To achieve these goals, the specific challenges are two-fold: First, the development of a novel, optimized pipeline that covers capture, synthesis and animation of realistic virtual humans in real time, to enhance current state-of-the-art techniques to create virtual humans in fields such as game production or cinematography. Building on the previous challenge, the second one is conducting novel research on presence and embodiment in virtual environments.

The GOLEM project has achieved remarkable results during its four-year life span; there are significant advances in all aspects involved in its development. Some examples include Sketch Express, an interface to create and edit facial expressions easily (Miranda et al. 2011, 2012); speech and lip-sync contributions to the state of the art (Freitas et al. 2012, Serra et al. 2012); an ultra-realistic real-time rendering algorithm for human skin (Jimenez et al. 2010, 2012); or advances in presence and embodiment in virtual environments (Borland et al. 2013, Blom et al. 2013). There is a total of 42 peer-reviewed publications in journals and conferences from the GOLEM project.

Some of the results developed in GOLEM have already had an immediate impact in industry. Universidad de Zaragoza developed the most advance real-time simulation of human skin, and it is already being used by several game companies (such as Activision), games engines (such as Unigine or Unreal Engine 3) and other research institutions (such as the University of Southern California's Institute for Creative Technologies). Also from Zaragoza, the latest work in stylized capture and reconstruction of human hairstyles is currently being used by Disney. Last, work developed by the University of Porto, Face In Motion and Microsoft on markerless facial capture and speech synthesis is being used by the last two.

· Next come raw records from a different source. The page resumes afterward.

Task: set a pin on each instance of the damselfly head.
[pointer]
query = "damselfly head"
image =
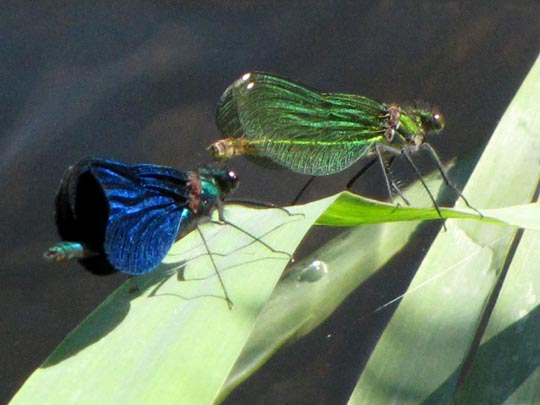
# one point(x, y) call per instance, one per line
point(434, 122)
point(227, 180)
point(220, 150)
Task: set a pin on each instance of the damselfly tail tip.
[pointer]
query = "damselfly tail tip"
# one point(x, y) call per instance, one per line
point(53, 254)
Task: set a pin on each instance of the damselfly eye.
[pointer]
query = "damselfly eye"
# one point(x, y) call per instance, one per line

From a societal perspective, several advances in avatar production from Porto have been used in research on autism, and the Universitat de Barcelona has carried out research on virtual environments and their potential application to study presence, embodiment or more concrete aspects like anger management. The avatars developed by Zaragoza have also been used in the context of another FP7 project, VERVE, whose goal is to fight social exclusion of the elderly due to issues like memory loss or fear of falling.

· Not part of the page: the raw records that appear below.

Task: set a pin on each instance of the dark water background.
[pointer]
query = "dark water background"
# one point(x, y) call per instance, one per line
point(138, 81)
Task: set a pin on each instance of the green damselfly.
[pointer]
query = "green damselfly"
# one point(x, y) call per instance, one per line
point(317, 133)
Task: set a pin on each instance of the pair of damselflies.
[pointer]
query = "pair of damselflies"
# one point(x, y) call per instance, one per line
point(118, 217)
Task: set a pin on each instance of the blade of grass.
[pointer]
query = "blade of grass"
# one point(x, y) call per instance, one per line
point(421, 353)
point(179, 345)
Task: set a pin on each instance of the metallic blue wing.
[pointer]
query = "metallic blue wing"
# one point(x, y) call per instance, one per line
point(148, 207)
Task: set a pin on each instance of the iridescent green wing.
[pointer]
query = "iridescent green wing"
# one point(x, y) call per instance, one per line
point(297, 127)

Besides publications, many other dissemination activities have been carried out throughout the project. Some highlights include the GOLEM Workshop, carried out in Zaragoza at the end of the project, open to all, where people involved in GOLEM secondments had the chance to present and discuss their latest results. The workshop also had to two invited external speakers, including Henrik Wann Jensen from the University of California San Diego, who won a Technical Achievement Award from Hollywood for his work on simulation of skin, which lead to the creation of Gollum in Lord of the Rings. The skin work from Zaragoza was also presented in top venues, like SIGGRAPH or the Game Developers Conference (both twice, in 2013 and 2014). Other recent dissemination activities include a talk by Prof. John P. Lewis (The Matrix trilogy, Avatar...) in Porto, a Seminar Talk in Virtual Skin at the YOUWIN I Saloon on Videogame and Digital Entertainment (Zaragoza), seminar talks by Crytek developers in Porto, a workshop in Barcelona (by Zaragoza and Microsoft), or the 6th NGO Day in Lisbon, by Microsoft. All these events were open to attendees outside the consortium.

Despite the large number of advances, there is still work ahead. The most important is the creation of a unified framework where all the technology developed can be applied, from acquisition to final render. This is mostly an engineering effort, although a considerable one. Integrating the ultra-realistic virtual humans into existing virtual reality applications poses another interesting problem, since the high degree of realism of the characters will need to be matched by everything else in the simulation. Last, we believe our virtual humans can be instrumental in future studies about the uncanny valley.